10-jährige Zusammenarbeit zwischen EXAMION und der Wilhelma Stuttgart - Exotische Fallbeispiele
Die Partnerschaft zwischen EXAMION und dem zoologisch-botanischen Garten Wilhelma Stuttgart besteht seit dem Jahr 2016 und zeichnet sich durch eine enge, praxisnahe Zusammenarbeit aus. Seither bezieht die tiermedizinische Abteilung der Wilhelma regelmäßig moderne Röntgentechnik von EXAMION:
- 2018: Bereitstellung eines CR VITA Flex Scanners
- 2020: Ergänzung um einen Erstverarbeitungsplatz
- 2023: Lieferung eines X-DR Portable Bag L WiFi
- 2024: Austausch durch einen neuen Detektor mit Kombiserver
Im Gegenzug stellt die Wilhelma EXAMION regelmäßig Fallbeispiele aus dem Zoo-Alltag zur Verfügung. Diese beinhalten die Vorgeschichte und Auffälligkeiten des jeweiligen Tieres sowie die Befundung durch die Röntgenaufnahmen und die darauffolgenden Behandlungsmaßnahmen.
Anhand von vier aktuellen Fällen soll der vielfältige Einsatz von Röntgentechnik in der Tiermedizin aufgezeigt und gleichzeitig die Relevanz radiologischer Untersuchungen für die Diagnostik und Behandlung verschiedener Tierarten hervorgehoben werden.
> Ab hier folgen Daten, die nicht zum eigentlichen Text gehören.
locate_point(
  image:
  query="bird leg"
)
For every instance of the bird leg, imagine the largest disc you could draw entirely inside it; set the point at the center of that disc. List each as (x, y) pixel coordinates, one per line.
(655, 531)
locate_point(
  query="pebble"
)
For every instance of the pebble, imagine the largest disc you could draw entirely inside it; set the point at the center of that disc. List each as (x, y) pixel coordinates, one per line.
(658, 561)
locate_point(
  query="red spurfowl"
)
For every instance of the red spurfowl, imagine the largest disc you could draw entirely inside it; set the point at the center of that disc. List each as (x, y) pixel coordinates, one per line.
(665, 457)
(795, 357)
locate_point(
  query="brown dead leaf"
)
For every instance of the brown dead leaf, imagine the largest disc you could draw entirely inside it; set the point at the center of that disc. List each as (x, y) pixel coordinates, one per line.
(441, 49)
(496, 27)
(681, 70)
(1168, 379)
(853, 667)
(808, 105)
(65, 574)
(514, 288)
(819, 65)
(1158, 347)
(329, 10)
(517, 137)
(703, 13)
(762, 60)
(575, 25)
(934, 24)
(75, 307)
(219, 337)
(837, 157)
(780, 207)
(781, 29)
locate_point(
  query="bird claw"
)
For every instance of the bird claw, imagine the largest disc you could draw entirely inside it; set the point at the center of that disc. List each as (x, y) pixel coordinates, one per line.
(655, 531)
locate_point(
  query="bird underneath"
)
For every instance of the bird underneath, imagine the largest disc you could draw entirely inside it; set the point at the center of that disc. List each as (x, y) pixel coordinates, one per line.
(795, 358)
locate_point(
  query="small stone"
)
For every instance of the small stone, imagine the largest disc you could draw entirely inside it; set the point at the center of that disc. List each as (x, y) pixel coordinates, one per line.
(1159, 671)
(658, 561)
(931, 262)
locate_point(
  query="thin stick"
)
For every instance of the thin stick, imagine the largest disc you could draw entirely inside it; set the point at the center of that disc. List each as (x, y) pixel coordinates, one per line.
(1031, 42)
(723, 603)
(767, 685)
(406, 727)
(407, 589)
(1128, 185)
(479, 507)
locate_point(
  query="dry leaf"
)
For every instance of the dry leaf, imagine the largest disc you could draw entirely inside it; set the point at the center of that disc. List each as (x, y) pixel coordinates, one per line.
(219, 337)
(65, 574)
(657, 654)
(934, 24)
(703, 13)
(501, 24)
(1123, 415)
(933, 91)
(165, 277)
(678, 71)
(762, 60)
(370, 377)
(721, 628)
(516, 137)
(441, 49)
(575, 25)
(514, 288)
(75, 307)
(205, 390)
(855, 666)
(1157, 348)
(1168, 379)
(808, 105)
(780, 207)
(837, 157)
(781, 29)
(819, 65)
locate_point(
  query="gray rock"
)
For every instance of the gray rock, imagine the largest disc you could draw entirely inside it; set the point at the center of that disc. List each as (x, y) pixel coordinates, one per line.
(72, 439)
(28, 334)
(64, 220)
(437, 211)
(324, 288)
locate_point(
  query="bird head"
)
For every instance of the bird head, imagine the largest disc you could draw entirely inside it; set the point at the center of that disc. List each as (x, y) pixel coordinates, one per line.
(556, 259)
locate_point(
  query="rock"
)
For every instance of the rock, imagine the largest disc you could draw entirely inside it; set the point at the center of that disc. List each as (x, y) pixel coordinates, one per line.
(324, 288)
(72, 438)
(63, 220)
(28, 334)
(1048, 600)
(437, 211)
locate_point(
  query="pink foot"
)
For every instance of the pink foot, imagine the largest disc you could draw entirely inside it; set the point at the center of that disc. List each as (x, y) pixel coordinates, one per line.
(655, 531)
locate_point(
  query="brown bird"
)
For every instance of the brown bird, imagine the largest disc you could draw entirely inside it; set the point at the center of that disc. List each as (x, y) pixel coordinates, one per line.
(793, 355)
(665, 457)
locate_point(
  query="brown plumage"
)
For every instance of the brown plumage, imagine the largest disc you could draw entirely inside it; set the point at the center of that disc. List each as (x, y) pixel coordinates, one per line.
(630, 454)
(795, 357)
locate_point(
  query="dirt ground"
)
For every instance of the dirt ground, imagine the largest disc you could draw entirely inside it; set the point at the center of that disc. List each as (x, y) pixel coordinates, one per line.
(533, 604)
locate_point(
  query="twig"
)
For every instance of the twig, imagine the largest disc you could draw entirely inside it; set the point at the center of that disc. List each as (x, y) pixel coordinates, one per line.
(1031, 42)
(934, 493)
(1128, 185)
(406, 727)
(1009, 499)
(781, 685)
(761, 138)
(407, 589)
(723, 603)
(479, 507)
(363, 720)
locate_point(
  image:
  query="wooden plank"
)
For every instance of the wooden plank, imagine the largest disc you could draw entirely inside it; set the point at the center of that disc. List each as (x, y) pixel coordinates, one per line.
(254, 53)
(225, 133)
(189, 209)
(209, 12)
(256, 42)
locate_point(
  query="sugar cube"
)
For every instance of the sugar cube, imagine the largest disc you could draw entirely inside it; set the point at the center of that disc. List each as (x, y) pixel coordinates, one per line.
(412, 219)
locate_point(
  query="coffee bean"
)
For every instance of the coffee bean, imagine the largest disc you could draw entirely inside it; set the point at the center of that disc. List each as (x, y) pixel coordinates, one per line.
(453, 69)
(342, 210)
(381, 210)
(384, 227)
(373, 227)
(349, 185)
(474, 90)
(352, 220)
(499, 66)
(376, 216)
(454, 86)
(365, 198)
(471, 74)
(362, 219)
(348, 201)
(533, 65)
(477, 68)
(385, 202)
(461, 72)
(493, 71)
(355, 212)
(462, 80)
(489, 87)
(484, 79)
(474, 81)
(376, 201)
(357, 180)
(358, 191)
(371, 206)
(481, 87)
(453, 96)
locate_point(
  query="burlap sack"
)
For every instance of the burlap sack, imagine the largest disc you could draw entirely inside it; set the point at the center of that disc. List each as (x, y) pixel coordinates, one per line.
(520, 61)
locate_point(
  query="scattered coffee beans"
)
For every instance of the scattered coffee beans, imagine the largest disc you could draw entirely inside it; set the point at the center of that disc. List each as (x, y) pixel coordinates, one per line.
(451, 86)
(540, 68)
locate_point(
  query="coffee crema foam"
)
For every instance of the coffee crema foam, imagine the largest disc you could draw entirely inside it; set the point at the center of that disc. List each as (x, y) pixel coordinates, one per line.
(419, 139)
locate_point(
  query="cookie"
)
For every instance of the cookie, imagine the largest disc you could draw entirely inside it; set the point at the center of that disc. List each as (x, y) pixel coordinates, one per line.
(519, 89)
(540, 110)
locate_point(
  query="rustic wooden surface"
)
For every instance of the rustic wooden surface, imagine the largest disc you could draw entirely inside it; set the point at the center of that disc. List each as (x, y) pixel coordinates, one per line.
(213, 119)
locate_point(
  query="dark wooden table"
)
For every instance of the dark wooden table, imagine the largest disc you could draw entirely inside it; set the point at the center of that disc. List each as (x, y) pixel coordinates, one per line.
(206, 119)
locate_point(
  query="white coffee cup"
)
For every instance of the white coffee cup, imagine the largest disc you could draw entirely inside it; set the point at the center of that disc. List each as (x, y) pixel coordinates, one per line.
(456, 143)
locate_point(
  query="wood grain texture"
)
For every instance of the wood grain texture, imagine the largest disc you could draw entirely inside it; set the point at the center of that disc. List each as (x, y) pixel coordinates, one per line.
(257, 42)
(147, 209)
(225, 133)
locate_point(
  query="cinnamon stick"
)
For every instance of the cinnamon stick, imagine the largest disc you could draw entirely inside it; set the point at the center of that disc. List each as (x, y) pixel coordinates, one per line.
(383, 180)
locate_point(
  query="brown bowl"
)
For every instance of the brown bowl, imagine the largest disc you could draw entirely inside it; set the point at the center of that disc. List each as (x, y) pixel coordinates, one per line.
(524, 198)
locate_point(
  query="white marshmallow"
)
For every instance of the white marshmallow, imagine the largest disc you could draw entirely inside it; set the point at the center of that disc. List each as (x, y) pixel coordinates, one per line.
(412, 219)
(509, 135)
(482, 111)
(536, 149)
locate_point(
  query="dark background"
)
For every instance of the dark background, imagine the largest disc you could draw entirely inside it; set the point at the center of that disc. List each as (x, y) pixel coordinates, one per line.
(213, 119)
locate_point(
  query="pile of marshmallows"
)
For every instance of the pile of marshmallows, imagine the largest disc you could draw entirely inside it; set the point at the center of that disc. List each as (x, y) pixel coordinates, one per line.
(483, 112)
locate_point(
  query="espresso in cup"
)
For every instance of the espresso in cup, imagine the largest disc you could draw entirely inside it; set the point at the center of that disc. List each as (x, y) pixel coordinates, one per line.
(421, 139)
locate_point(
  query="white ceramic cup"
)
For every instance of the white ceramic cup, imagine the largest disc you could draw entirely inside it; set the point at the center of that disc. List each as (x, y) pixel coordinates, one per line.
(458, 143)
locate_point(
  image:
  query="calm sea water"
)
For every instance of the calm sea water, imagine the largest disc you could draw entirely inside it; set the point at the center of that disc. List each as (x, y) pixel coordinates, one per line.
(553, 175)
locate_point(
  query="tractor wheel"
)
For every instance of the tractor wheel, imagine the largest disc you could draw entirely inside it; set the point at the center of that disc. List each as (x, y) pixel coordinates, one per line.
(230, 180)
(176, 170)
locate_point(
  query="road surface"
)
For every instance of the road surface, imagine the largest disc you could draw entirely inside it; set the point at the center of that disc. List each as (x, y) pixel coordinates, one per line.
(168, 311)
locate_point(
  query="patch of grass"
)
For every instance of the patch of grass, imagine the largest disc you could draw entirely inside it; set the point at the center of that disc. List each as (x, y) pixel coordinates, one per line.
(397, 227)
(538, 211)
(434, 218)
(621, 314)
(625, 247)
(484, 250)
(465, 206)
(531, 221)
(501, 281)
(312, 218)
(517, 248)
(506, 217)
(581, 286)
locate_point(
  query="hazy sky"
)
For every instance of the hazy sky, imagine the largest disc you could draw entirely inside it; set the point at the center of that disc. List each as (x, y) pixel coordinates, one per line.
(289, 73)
Fall 1: Asiatischer Elefant
Die Elefanten in der Wilhelma werden jährlich einem umfassenden Gesundheitscheck unterzogen. Bei der Elefantenkuh Pama (geb. 1966) ist schon seit Jahrzehnten ein chronischer Hufabszess bekannt, der durch Röntgenaufnahmen der Hufe, jährlich überprüft wird.
Dank intensiver Therapiemaßnahmen mit täglicher Fußpflege konnte die Entzündung gut eingedämmt werden. Die diesjährigen Aufnahmen zeigten glücklicherweise keinen Fortschritt der Krankheit – ein positives Zeichen für die Wirksamkeit der Behandlung.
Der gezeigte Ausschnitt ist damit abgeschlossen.